Truly compassionate people aren't selective with who they extend their compassion towards. If a being can feel pain, species is irrelevant.
"To me they are no different than plants or even rocks"
-continued in next post
AfricanPrince 3 years ago
"Truly compassionate people aren't selective with who they extend their compassion towards. If a being can feel pain, species is irrelevant."
the problem with that sentance is your use of the word who when referring to animals. I do not see them as people but as objects. I believe that has been made clear already though. Also your second posts seems to have been lost
JustThink00 3 years ago
You can see non-human animals however you like but the fact remains that there's as much evidence for sentience in non-human mammals, birds and crocodilians as there is for sentience in other humans. There are no structural differences between mammalian brains, only differences in size and proportion so, if humans are sentient, there's no way that gorillas and cats aren't sentient.
During slavery, I'm sure there were plenty of White people who viewed Black people as objects. They were wrong.
AfricanPrince 3 years ago
"There are no structural differences between mammalian brains"
I suggest avoiding the word sentience, as its definition has been abused by sci-fi and such so it can be difficult to understand your meaning. If you refer to something secular, such as ability to feel pain, then I agree. That does not concern me though. I'm interested in the mind and soul not the brain.

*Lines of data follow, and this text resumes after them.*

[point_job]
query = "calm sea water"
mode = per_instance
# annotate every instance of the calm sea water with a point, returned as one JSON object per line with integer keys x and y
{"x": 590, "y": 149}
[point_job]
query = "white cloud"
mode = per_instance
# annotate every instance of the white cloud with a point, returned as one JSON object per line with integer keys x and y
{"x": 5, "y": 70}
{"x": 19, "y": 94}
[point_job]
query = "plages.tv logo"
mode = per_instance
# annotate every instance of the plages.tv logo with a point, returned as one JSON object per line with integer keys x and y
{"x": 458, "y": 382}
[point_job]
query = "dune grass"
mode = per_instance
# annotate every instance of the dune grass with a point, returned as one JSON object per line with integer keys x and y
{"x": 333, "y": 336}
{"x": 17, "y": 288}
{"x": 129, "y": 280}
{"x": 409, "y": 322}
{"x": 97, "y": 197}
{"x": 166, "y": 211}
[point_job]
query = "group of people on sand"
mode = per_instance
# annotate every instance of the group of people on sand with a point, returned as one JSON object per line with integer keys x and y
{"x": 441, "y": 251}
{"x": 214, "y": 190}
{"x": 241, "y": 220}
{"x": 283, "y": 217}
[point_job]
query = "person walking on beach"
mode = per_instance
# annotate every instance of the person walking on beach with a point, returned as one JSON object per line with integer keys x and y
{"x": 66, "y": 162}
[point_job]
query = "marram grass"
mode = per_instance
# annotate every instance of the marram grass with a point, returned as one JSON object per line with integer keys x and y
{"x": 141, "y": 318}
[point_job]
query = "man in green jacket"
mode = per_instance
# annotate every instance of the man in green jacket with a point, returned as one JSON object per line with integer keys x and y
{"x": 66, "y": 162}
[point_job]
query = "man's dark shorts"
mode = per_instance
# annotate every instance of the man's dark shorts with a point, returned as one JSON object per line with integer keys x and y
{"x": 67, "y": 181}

Obviously you can't use traditional logic and evidence for questions of the spiritual
JustThink00 3 years ago
Humans aren't anything more than 'biological machines' and 'free will' is theoretically impossible. There is as much evidence for sentience (including love) in non-human mammals and birds as there is for sentience in other humans.
It's funny how the 'righteous', Bible toting, 'God fearing' lunatics are often the most ignorant, closed-minded and bigoted. What a fucking joke you are, I mean that.
AfricanPrince 3 years ago
-This was in response to that clown Waldo. Jesus, what a fucking shithead.

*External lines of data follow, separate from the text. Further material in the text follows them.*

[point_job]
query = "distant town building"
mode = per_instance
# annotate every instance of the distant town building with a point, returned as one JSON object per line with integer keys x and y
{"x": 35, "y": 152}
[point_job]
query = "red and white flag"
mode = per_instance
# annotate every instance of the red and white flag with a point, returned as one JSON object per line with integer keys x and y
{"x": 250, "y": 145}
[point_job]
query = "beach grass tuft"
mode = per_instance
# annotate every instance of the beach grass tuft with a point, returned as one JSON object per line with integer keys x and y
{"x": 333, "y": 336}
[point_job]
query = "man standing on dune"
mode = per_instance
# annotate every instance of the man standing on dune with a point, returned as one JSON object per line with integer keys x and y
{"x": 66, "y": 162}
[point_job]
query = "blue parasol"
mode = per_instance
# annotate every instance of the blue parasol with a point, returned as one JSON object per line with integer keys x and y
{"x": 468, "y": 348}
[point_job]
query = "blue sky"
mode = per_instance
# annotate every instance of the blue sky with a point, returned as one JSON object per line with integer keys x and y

I don't have a fucking 'soul', moron. Consciousness is a material process carried out by the neurons in our brains.
AfricanPrince 3 years ago
Nice video, good message, great job!
Rorski1 3 years ago
imsocool1004 agreed I really liked this ... especially since it was not to graphic. I know some people do not know what happens but ive seen videos and read Peter Singer's book animal liberation. After that its hard to see any more of what humans do. GREAT VIDEO! GREAT MESSAGE! STOP THE SUFFERING AND DEATH!